La lezione di Monsignor Toso è stata preceduta da un discorso di Kiril Kartaloff, uno storico della Cattolica che proviene dalla Bulgaria ed è esperto di diplomazia della Santa Sede e studioso di Angelo Roncalli ai tempi della sua esperienza di Visitatore Apostolico a Sofia. Kartaloff ha inquadrato l’enciclica di Papa Giovanni XXIII nel contesto delle relazioni internazionali dell’epoca e l’ha inserita nel solco della vera e propria pastorale diplomatica roncalliana. Si è trattato di temi che Mons. Toso ha poi approfondito, in una lezione ad ampissimo raggio, che ha spaziato dalla filosofia (disciplina, tra l’altro, in cui si è laureato proprio in Cattolica), alla teologia, passando per la storia contemporanea, delle istituzioni e la politologia. Tra le altre cose il Vescovo ha ripercorso le radici culturali dell’enciclica giovannea, il clima intellettuale che l’ha prodotta, fermandosi in particolare sulla figura del cardinale Pietro Pavan uno dei principali responsabili della redazione del testo, collocando l’insegnamento nel processo di sviluppo della Dottrina Sociale della Chiesa. In un intervento a tutto campo, che ha modulato gli aspetti più teoretici con puntuali riferimenti al contesto internazionale emerso dalla crisi pandemica del 2020 e allo scenario di crisi politica nazionale, Monsignor Toso ha evidenziato, alla luce della Pacem in Terris e di tutto il magistero sociale cattolico, la centralità del nesso tra un ordine internazionale più giusto e un ordinamento democratico funzionante. Da questo punto di vista, appare chiaro che il lento cammino per la pace e per una governance globale effettiva, passi attraverso la costruzione di una nuova legittimità internazionale, democratica, in quanto centrata sull’azione di istituzioni internazionali solide e riformate, come le Nazioni Unite, e sulla rafforzata presenza di democrazie integrali, ovvero democrazie che sappiano garantire e promuovere l’interezza dei diritti della persona, coniugandoli però con i doveri. Non si dà vera libertà senza l’esercizio della responsabilità. Nella tensione dell’equilibrio tra questi due poli si colloca la buona politica.
Dalla lezione è emersa la necessità di un rinnovato impegno nella società dei cattolici, e dei giovani cattolici in primis. Si è trattato di un invito particolarmente consono alla missione di un’Università come la Cattolica, che nonostante le grandi trasformazioni nell’ambito dell’istruzione, intende mantenersi fedele alla propria natura di Ateneo popolare che ambisce a formare la futura classe dirigente. Nella lezione di Mons. Toso traspare la fiducia che, all’interno di processi apparentemente inarrestabili, tali da sfociare in scenari preoccupanti, l’azione degli uomini di buona volontà – e ovviamente soprattutto dei credenti – abbia ancora spazio e potenzialità di incidere per il cambiamento, per il miglioramento, e per la pace.

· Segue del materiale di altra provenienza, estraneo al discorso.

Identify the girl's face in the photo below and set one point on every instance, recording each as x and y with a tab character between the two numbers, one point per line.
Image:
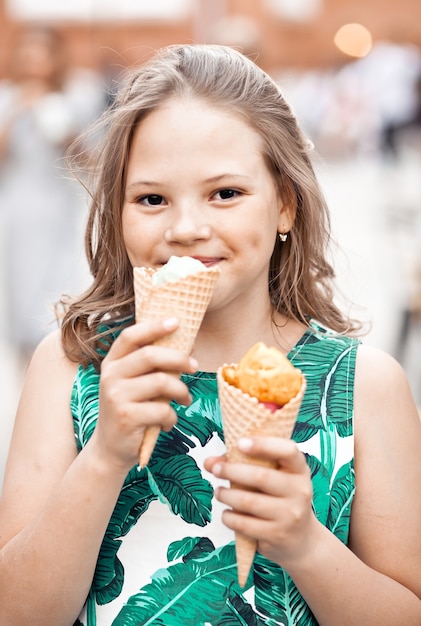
198	185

Farà senz’altro piacere ai suoi fedeli diocesani sapere che il Vescovo ha iniziato il suo intervento con un ricordo toccante dell’alluvione in Romagna dello scorso maggio, e in particolare dei disastri vissuti a Faenza. Nel parlare di questa vicenda, di cui la vostra comunità sta ancora vivendo le conseguenze anche a causa di lungaggini burocratiche che non facilitano la ricostruzione, la mestizia del ricordo per quanto accaduto è stata però venata di speranza per il futuro delle vostre comunità, specialmente quando ha parlato della grande forza dimostrata dai giovani. Proprio quei giovani che spesso sono sottovalutati o screditati, ma che invece in quella tragedia hanno dimostrato grande slancio, attivismo e solidarietà. Mi sento di dire che, a sessant’anni dalla Pacem in Terris, lo spirito dell’enciclica viva e operi anche attraverso di loro; a noi adulti l’arduo ma appagante compito di guidarli.